Microsoft is a natural go-to for companies that have occasional work-at-home policies but which have had to embrace the practice wholeheartedly in recent days.
Redmond is all over the corona-spike, just hours ago mailing out information about its Crisis Communications app, aimed at helping businesses "collaborate ... in the event of a crisis" with functions including pushing out shared updates to employees; reporting on their location; making requests to colleagues; and providing access to info or "emergency contacts via an RSS feed".
Earlier this week, it also provided guidance on how to deal with the increased demand by optimizing your network, and it has also produced another post with "tips" on how to shift your workforce to remote working.
Unsurprisingly, a top tip is to use Microsoft's Teams software. The Seattle-based company has reported a jump in usage - by only giving figures on its internal numbers. "Chat was up 50 per cent week over week and meetings were up 37 per cent. And we're seeing usage upticks among customers, too" the VP for Microsoft 365, Jared Spataro, reported while failing to give any details on broader users.
Microsoft is pushing Teams: users are pushing its capacity
The truth of it is that big tech has viewed remote working as a potential goldmine for years and has largely perfected the technology, but adoption has been held back by the fact that companies are much more comfortable with people coming into the office. It's a massive cultural default that the coronavirus has the potential to shift.
As a result, tech's competitive spirit has kicked in. So at the same time that companies are offering the best ever deals for remote working, ie free, and are happy to talk all about their products, information on usage and outages has effectively dried up.
There's no hiding from the spikes visible on services like Down Detector, however.
The problems with third-party monitoring services, of course, is that they are reliant on people reporting outages to them. Most large companies, and every single remote working company, have extensive stats on how their services are doing in real-time, but no one is keen to share them.

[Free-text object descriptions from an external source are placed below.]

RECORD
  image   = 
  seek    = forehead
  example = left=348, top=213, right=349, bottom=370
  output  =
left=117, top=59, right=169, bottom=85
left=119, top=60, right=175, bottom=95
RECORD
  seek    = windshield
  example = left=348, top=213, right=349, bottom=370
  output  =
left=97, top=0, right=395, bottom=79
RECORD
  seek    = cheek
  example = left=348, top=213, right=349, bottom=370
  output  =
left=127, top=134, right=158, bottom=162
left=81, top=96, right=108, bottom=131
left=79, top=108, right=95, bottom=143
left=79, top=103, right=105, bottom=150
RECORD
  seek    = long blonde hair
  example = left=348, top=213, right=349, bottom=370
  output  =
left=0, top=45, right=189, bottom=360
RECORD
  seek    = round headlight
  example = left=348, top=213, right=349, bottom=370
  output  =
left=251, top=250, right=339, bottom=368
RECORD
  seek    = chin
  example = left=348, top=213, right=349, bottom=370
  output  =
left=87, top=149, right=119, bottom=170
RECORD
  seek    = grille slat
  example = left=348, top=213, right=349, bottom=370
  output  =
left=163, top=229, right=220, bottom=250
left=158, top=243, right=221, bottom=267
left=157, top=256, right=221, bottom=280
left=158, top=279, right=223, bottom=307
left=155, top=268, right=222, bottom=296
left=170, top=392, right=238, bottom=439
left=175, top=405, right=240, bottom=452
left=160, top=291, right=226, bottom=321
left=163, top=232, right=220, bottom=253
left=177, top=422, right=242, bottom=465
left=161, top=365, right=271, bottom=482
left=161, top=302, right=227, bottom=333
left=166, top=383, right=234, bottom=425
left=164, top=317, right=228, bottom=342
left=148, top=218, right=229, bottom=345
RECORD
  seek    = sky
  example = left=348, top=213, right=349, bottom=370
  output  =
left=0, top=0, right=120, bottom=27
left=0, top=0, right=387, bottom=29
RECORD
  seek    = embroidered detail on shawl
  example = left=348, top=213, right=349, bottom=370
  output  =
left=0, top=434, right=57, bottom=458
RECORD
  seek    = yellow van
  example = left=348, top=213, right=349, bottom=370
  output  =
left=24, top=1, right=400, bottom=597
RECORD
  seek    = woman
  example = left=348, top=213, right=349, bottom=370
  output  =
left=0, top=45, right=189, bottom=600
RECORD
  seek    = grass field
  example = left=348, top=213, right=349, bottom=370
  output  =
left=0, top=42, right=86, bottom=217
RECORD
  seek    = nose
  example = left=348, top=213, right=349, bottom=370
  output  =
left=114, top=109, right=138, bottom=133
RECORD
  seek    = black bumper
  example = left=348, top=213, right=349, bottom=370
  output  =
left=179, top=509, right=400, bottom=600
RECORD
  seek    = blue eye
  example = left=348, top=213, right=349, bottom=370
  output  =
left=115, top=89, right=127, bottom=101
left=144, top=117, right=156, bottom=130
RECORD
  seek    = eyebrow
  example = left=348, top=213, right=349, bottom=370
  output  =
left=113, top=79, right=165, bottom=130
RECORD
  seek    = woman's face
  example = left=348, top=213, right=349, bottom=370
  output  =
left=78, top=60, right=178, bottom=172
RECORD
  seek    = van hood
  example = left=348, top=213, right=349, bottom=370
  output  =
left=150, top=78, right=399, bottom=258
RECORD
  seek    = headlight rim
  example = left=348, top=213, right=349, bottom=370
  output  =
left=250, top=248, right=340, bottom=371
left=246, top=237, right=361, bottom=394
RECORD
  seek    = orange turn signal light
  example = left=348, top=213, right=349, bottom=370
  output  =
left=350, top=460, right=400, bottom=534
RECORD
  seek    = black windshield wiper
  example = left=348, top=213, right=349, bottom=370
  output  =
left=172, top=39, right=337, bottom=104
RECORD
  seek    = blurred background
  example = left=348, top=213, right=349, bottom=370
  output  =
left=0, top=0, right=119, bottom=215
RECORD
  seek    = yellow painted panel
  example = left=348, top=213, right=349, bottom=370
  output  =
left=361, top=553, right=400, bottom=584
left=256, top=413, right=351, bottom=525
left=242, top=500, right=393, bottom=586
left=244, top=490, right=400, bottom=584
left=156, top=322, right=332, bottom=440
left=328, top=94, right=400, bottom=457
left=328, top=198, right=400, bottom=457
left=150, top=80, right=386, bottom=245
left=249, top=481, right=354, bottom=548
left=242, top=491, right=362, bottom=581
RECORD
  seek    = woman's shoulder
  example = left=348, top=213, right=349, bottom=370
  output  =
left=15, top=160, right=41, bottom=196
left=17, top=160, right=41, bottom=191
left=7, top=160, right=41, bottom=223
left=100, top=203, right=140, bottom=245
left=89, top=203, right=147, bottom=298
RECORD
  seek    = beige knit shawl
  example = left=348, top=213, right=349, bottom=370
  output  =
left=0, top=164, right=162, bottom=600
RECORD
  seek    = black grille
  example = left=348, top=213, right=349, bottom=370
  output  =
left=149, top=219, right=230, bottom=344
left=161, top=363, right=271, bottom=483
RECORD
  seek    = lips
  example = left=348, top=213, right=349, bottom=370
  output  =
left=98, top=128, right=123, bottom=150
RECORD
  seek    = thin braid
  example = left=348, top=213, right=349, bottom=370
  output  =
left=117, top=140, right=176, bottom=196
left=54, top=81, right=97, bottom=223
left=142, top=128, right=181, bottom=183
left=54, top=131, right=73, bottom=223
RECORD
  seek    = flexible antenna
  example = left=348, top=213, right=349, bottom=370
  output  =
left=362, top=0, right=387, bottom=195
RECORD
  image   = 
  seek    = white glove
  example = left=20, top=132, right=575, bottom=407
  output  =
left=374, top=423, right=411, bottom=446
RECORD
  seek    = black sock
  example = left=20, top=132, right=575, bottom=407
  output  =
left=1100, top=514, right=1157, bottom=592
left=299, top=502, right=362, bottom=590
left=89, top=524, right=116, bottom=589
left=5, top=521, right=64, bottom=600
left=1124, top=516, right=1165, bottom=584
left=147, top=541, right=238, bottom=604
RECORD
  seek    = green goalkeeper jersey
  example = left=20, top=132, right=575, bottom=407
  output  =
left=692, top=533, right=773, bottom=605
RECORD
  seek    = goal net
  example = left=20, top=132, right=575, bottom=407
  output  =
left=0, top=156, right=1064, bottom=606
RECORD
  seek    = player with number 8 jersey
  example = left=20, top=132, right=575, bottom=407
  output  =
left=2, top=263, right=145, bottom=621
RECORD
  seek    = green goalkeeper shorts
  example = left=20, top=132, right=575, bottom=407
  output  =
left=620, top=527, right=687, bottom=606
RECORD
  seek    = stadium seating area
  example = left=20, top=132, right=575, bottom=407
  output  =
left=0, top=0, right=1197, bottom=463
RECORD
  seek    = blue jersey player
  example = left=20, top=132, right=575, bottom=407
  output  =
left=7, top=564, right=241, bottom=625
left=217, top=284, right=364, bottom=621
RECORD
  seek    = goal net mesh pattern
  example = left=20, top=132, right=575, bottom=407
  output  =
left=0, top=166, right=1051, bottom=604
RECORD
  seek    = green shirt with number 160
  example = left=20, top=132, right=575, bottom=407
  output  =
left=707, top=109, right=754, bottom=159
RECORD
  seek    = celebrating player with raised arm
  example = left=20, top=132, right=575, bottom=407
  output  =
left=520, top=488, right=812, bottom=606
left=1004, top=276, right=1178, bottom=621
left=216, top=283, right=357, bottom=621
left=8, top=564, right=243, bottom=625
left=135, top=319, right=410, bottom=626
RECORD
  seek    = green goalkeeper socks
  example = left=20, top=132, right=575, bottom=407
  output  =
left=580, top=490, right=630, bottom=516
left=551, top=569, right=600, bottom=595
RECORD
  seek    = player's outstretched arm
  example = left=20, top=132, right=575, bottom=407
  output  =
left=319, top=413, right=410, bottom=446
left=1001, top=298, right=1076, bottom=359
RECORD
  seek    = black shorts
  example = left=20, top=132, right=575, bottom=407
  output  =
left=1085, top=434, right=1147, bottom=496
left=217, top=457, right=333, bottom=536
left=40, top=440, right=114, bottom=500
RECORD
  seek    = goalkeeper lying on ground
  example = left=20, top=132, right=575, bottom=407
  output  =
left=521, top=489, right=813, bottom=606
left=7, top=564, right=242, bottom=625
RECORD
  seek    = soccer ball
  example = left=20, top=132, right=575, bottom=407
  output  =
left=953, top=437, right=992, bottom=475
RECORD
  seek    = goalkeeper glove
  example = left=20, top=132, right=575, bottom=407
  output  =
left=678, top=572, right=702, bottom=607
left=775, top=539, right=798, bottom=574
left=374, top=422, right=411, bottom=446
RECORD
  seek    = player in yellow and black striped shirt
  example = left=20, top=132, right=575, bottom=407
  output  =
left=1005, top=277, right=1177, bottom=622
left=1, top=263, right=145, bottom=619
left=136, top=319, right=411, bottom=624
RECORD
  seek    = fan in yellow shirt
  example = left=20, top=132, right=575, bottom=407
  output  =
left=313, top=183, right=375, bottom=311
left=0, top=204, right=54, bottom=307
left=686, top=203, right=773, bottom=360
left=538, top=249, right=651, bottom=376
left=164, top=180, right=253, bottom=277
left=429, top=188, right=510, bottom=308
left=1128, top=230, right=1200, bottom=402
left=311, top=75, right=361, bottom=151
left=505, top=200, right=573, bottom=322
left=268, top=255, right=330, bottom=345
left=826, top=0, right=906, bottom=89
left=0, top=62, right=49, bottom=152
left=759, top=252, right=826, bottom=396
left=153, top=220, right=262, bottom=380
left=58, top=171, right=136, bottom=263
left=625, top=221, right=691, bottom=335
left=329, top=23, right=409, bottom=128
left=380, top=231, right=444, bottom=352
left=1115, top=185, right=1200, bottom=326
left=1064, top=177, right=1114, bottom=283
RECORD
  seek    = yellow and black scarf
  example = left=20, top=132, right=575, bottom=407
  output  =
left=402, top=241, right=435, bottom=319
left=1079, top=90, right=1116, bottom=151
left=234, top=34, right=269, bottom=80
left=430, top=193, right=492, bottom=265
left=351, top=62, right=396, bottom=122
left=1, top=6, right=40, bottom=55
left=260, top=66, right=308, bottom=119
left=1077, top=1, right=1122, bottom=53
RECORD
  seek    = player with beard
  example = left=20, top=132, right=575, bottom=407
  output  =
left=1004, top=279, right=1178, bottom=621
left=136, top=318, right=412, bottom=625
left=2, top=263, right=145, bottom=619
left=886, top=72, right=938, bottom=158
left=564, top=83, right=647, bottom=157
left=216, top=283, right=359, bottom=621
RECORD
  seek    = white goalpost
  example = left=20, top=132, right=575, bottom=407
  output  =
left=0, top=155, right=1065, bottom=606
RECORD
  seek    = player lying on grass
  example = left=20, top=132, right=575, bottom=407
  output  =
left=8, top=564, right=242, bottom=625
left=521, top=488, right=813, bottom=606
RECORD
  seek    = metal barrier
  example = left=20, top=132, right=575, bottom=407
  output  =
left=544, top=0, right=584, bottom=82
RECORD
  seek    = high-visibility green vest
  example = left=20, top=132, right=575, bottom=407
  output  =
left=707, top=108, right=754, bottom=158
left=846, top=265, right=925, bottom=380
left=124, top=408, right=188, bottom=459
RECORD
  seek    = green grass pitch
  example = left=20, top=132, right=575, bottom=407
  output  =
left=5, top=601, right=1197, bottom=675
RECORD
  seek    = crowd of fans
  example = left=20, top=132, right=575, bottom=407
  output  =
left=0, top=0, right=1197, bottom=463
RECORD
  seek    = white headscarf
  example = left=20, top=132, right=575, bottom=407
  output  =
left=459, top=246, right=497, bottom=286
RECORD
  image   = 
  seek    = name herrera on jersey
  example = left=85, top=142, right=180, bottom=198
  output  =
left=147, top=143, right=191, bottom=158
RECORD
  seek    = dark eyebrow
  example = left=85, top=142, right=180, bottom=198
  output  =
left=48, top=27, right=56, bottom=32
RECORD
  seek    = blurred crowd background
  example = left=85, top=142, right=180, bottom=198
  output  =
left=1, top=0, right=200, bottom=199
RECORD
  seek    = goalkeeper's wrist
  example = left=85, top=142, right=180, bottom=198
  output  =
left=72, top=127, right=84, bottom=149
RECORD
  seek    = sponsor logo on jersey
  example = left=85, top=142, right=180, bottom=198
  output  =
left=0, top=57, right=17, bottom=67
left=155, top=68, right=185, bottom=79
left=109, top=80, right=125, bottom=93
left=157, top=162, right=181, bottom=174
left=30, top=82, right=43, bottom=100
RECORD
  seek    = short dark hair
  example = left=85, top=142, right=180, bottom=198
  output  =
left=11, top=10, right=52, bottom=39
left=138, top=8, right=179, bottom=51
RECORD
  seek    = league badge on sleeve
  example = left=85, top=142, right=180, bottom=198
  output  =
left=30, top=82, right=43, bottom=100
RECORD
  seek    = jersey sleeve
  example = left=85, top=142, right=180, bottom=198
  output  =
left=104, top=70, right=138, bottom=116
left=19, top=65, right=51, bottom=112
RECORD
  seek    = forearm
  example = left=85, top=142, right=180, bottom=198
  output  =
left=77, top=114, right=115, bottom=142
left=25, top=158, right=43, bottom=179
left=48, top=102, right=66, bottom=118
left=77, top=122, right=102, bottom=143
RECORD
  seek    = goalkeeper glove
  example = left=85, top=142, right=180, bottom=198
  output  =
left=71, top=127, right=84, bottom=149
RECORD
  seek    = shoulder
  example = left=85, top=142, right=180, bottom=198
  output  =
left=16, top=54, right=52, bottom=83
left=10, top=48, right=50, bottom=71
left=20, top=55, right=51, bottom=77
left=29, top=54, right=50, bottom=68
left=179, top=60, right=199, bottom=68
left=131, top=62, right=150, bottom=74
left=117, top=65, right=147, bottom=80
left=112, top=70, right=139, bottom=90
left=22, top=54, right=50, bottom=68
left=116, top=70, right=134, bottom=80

We may have to wait a few months, when - with luck - everything calms down and companies start giving presentations at tech events over what they learnt from dealing with a spike in usage.
What about Google? It's doing the same thing as everyone else - providing free versions of its remote tools and lifting limits in an effort to pull companies into its ecosystem and then, hopefully, retain then once the current emergency is over.
This morning the Chocolate Factory published a blog post with tips for companies looking to do more remote working. But information on outages or downtime? Info on new sign-ups and usage patterns? The status dashboard just has a series of green ticks and not much else.
Google seems to be doing the best so far. But for a company that exists almost entirely in the cloud that shouldn't be a surprise. Nonetheless, there are more outages reported in the past few days than the past few months.
It's also possible that whoever was likely to use Google services like Hangouts is already using it. So, while Zoom has jumped up to the top of the charts for smartphone apps and Microsoft's Teams has come from nowhere to sit at number 4 (in the Apple app store covering the US, to be clear), Hangouts and Slack have stayed in pretty much the same place they have been for months - around 10/11/12th.
Anecdotally, despite what would appear to be a massive increase in remote working this past week, problems have increased but not overwhelmed these services. For the most part, they are working well and remote-working companies are almost certainly taking a big financial hit as they ramp up capacity in order to get potentially millions of new customers using their - free for now - products.
Whether these potential customers stick around after the current COVID-19 crisis remains to be seen.